Tax season can be confusing any year but in 2021? It seems like a comedy sketch. For the majority of us, our work life has changed drastically—many of us are working from home, working multiple businesses, independent contracting, making do with less work, or using social programs. Long gone are the days when a person worked one job from graduation until retirement and got a single tax sheet each year that they dropped off at the accountant’s.
The nature of work is shifting, so is the nature of taxes. The following will break down some of the tax tips that experts have regarding this new season of human employment. Of course, every person and their financial situation is slightly different. For the best results, speak to a professional accountant about the things you could be doing this tax season to save you time and or money.
Get All Your Information Together Early
Before you can break down the tax breaks and write-offs you're entitled to, you want to gather up all your information. This seems like an obvious step that shouldn't need saying, but sadly it isn't. More than likely, your work was wonky in 2020, and this means it might take a bit longer than usual for you to get together all the data you need to understand your income, let alone your expenses.
If You Withdrew Money From Your Retirement Account Early In 2020
Because the year has been so odd, special treatment regarding retirement account withdrawals is happening. Typically, the IRS will charge a 10% penalty if you take money out of your 401(k) or individual retirement account before the age of 59 and a half. The CARES Act is waving this penalty for this tax season if you, your spouse, or your dependent was diagnosed with COVID-19 or if you experienced financial consequences due to the virus.
You Can Get A Tax Deduction If Friends Or Family Owe Your Money
This isn't a new deduction, but it's one that many people don't know about. It also is maybe more prevalent than ever before. If you've loaned money to friends or family and don't expect the money to be repaid, you can deduct the bad loan amount from your taxes. This is referred to as a non-business bad debt. It can be claimed up to seven years after the date that the loan became worthless to you. If the person you loaned money to is unemployed, experiencing foreclosure, or suffering from other financial struggles, the loan can be considered worthless. You'll also need to prove you took steps to secure the debt, like made phone calls or communicated somehow.
Run Your Information Through A Tax Deduction Searcher
Yes, these exist, and they can end up saving you a lot of money. Using the expense tracker from Keeper Tax, people can manually enter their information or run their bank statements through these programs and receive tax-deduction suggestions. There are a shocking number of tax deductions like money spent on lifetime learning (up to $2000 per year, taking 20% off the first $10,000 you spend for education after high school in an attempt to increase your education).
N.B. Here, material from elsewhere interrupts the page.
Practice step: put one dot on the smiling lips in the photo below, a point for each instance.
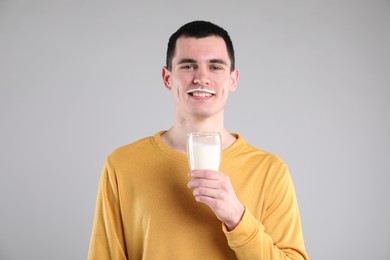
(201, 92)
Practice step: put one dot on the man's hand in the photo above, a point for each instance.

Freelancers That Work From Home Get Deductions
Those of us who are self-employed can claim tax deductions for the cost of running and maintaining our home office. You can claim part of your home, like a spare room that you use exclusively for work, among other things. When calculating these deductions, there are two possible methods, and each will result in a different amount deducted. You'll have to do both calculations and see which suits your needs best. The standard method calculates a percentage of your total allowable expenses, including mortgage interest, property taxes, insurance, utilities, etc. You divide your home office square footage by your home's overall square footage and deduct that percentage of the above costs. The simplified method involves multiplying a rate (for 2020, the rate is $5) by your home office's square footage to figure your deduction.
Anything That Was Used To Benefit Your Business Can be Written Off
If you can document the reasons for it, you can typically deduct anything used to benefit your business off of your business income. For example, a farmer can deduct the cost of cat food that was used to encourage barn cats to stick around and scare away mice.
The list of dos and don't could go on indefinitely, but hopefully, this information has given you the encouragement you need to start researching the tax breaks you're entitled to. There is far more money to be saved than you might imagine once you start looking.